Ausência de alternativa pragmática a Costa e ao Socialismo
Hoje, ao fim de 6 anos de geringonça, paira o espectro de que a corrupção se encontra instalada em todos os organismos do Estado. Os portugueses têm sucessivamente perdido a confiança nas suas diversas instituições. Umas por desleixo – dada a partidarização socialista (junto dos aparelhos do Estado), outras por forte pressão ideológica do Bloco como é o caso das forças de segurança. As polémicas com as Forças Armadas, a extinção do SEF e a enorme coerção ideológica sobre a PSP são disso bons exemplos.
Em 4 anos de liderança de Rio o PSD não logrou nenhuma medida, nenhum chavão, nenhum cavalo de batalha que resultasse como imagem de marca de partido. Rui Rio nunca foi capaz de se desmarcar destes permanentes ataques às instituições, deixando o alimento político para o CHEGA.
Pouca legitimidade de Rio sobre a lealdade de Rangel
Os militantes do PSD sabem por onde andou Rui Rio quando no momento mais crítico da nossa jovem Democracia, com o PSD a governar o país em colete-de-forças – por força da bancarrota do governo de Sócrates -, este decidiu juntar-se em eventos promovidos pela esquerda contra Passos Coelho e seu governo. Na vida, como na política, é nos momentos de maior adversidade que o carácter de cada um vem ao de cima.
Promotor da Direita radical
Quando Rui Rio acedeu ao acordo com o CHEGA nos Açores, escancarou as portas do partido de André Ventura ao arco do poder. Tal como António Costa em 2015, Rio revelou-se pouco hábil politicamente. Bastava deixar nas mãos do CHEGA a decisão de viabilizar, ou não, um governo do PSD.
Fim de ciclo
Com a carga fiscal mais alta de sempre, fraco crescimento económico, degradação do Estado Social e das instituições públicas, para além de um sentimento generalizado do aumento da corrupção, é por demais evidente que a opção Geringonça não se revelou como alternativa para um Portugal próspero que os portugueses ambicionam. Foram os partidos de esquerda a chumbar o último Orçamento apresentado pelo PS. Ou, quando a realidade do país supera as ficções ideológicas partidárias.

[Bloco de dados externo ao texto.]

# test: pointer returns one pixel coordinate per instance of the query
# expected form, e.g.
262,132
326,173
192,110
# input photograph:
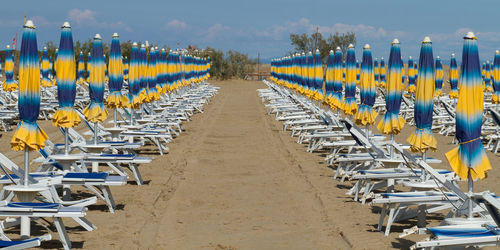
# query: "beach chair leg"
137,174
63,235
389,220
109,198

Mesmo assim, Rui Rio ainda não se terá evidenciado que o PS de Antonio Costa não tem qualquer interesse na promoção de reformas estruturais e estruturantes que o país precisa. A ambição de Costa, desde 2015, é ser poder, nada mais. Seja com a esquerda, seja com a direita. Costa, enquanto houver dinheiro, não tem o mínimo interesse em reformas que ponham em causa a administração de poder do PS, enquanto “dono” do erário público, conforme afirmou Edite Estrela.
Este PSD de Rio limita-se a ser abono de família para o PS, CHEGA e Iniciativa Liberal, ao deixar de cumprir a sua missão reformista para o país, inscrito na sua matriz identitária.
Rui Rio manter-se como líder do PSD será mau para o partido, para o país e, acima de tudo, para a vitalidade da Democracia Portuguesa.
É tempo de o PSD assumir a sua missão identitária, enquanto partido reformista, de esperança, para Portugal e os portugueses.